It was announced Wednesday morning that the Penn State running back has become the second straight player from the Big Ten to win the Paul Hornung Award.  Michigan’s Jabrill Peppers was the winner of the 2016 award.

There were three other finalists for this year’s award — North Carolina State running back Nyheim Hines, Iowa State linebacker/quarterback Joel Lanning and Washington wide receiver Dante Pettis.

“It is an honor to win an award like the Paul Hornung Award for the most versatile player in college football,” Barkley said in a statement. “I am so appreciative of Mr. Hornung and the Louisville Sports Commission for selecting me for this very special honor. I have to give a lot of the credit to my teammates and coaches, they are the reason that I am in position to win this award and I could not have done it without them. I also want to thank our amazing fans at Penn State. We Are!”

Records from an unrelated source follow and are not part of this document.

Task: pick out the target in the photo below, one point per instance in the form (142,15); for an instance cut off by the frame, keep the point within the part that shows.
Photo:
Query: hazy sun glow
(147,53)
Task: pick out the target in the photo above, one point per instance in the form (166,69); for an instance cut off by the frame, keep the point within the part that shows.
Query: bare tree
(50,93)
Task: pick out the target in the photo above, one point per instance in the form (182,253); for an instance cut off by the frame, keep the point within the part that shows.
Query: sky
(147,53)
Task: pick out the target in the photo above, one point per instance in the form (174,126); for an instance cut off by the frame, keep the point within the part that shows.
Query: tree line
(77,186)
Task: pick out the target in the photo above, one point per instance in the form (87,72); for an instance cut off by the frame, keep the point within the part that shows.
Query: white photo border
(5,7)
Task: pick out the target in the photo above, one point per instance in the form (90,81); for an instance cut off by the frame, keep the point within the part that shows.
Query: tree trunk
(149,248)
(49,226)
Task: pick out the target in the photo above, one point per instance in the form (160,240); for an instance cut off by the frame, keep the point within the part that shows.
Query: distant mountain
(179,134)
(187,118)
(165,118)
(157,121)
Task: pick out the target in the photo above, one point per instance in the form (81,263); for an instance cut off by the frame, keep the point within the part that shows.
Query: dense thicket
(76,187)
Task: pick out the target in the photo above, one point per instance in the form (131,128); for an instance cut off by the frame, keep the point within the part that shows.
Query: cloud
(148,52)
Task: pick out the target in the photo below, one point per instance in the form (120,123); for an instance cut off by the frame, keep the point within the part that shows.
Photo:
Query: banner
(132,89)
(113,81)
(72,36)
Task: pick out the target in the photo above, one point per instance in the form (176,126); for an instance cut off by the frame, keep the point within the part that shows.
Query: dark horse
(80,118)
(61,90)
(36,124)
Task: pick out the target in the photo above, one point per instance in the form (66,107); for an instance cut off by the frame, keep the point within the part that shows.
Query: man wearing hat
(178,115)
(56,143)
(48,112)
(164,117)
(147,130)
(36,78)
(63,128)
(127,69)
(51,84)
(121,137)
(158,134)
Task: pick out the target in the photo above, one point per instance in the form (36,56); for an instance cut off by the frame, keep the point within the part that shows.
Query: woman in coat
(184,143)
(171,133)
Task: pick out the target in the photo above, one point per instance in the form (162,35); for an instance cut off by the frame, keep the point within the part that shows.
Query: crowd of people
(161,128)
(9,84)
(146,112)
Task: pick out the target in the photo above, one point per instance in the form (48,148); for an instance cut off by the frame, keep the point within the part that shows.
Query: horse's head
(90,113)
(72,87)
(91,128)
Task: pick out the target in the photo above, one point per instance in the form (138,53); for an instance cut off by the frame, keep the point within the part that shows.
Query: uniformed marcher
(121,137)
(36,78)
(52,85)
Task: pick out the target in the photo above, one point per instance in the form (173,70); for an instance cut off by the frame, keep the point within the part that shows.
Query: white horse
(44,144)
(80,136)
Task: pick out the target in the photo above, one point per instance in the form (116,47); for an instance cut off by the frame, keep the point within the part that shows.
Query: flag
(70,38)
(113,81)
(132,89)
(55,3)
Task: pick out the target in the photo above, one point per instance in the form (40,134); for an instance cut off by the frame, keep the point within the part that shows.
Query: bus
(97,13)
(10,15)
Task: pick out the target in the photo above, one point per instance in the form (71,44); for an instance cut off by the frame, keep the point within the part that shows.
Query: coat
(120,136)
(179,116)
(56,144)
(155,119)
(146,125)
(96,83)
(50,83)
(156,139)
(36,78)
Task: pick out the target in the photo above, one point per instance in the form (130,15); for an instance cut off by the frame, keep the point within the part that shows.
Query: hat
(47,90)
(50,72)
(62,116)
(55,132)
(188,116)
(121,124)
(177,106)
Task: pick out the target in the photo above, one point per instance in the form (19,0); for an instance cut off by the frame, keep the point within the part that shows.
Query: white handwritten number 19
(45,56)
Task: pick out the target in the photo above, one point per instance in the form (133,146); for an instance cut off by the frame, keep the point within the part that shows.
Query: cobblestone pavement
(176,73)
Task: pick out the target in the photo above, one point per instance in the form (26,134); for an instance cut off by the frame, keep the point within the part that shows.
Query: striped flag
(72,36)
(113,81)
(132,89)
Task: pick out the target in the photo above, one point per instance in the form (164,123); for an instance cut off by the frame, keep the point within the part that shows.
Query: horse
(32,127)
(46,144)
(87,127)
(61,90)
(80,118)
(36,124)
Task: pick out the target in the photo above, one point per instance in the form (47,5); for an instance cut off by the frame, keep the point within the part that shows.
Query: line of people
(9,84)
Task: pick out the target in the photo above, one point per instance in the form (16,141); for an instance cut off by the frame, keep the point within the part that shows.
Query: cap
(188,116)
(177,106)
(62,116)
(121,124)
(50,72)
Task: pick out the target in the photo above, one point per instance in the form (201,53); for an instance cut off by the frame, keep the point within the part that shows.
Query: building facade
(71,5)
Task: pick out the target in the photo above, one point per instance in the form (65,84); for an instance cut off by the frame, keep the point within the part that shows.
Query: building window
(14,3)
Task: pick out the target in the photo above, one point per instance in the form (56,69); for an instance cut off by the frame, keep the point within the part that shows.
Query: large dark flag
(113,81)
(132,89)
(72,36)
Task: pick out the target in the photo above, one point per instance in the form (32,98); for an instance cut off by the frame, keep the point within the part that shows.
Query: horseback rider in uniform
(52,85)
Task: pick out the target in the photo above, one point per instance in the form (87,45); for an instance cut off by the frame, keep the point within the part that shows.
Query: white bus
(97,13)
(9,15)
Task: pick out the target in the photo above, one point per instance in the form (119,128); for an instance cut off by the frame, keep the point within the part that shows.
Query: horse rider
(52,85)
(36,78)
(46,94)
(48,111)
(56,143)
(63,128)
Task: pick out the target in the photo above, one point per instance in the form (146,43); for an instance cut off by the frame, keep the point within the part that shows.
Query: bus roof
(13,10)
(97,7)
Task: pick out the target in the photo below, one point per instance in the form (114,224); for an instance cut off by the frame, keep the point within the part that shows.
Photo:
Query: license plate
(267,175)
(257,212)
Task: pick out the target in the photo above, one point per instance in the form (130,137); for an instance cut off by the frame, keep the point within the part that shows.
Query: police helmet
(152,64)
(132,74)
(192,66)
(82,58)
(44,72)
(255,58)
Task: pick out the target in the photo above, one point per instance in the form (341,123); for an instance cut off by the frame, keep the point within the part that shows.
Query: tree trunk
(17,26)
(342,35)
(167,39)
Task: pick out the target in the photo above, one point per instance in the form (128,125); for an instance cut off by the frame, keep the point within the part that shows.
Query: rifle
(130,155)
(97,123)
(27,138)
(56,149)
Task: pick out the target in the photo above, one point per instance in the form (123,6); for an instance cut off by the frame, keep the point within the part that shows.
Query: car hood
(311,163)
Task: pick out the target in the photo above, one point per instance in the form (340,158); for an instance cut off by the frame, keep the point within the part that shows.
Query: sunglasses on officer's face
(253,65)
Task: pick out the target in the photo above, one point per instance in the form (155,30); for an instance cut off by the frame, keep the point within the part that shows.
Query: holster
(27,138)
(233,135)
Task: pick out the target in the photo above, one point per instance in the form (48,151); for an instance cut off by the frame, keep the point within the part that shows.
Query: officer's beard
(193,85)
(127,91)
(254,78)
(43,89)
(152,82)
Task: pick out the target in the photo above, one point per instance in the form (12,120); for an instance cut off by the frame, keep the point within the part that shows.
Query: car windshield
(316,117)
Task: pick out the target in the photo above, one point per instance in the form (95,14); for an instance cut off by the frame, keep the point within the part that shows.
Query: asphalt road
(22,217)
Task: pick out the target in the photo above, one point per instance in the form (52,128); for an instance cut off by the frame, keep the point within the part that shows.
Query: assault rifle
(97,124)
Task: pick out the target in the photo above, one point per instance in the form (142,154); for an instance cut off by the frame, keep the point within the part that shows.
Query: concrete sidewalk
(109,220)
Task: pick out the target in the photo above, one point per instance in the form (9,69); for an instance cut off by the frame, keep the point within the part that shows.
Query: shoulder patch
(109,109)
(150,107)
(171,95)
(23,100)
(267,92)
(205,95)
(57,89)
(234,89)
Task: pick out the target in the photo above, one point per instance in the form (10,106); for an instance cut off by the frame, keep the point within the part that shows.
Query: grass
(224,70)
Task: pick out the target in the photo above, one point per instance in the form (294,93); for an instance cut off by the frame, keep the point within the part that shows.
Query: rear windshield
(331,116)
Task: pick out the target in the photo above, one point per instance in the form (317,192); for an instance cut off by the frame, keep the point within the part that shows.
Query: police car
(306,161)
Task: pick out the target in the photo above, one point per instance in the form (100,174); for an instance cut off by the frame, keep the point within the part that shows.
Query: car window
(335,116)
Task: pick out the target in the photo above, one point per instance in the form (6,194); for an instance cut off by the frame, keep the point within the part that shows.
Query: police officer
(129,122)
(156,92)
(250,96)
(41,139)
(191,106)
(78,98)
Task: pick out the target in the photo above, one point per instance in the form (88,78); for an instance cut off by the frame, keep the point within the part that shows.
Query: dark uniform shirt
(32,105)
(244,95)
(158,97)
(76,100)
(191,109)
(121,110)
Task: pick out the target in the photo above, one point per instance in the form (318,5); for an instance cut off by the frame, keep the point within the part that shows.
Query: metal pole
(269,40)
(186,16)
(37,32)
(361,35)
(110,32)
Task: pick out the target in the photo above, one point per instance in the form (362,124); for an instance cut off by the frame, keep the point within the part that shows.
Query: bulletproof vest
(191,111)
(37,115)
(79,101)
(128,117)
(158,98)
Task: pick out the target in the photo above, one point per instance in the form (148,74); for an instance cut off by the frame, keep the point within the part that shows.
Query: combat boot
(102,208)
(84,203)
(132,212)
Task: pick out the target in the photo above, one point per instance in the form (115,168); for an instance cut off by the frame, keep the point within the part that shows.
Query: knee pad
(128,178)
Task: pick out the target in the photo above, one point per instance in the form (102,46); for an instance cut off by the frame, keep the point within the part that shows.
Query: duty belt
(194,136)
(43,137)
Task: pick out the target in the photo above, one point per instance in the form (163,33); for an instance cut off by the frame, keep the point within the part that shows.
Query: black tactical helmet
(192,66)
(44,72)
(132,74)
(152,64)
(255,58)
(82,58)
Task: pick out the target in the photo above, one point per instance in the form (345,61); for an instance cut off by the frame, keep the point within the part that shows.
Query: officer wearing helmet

“I am thrilled for Saquon to join this elite list of Paul Hornung Award winners,” said Barkley’s head coach, James Franklin. “I couldn’t be more proud of Saquon and everything he has accomplished at Penn State. In my 22 years of coaching, I have never coached or seen a player who can affect the game the way Saquon Barkley does. The Hornung Award is not only honoring the most versatile player in college football, but is also recognizing one of the best people in college football.”

Barkley, who’s expected to leave Penn State early for the NFL, is currently second in the country in all-purpose yards.  Not only does Barkley lead the Nittany Lions in rushing, but he’s third in both receptions and receiving yards and is the team’s top kick returner.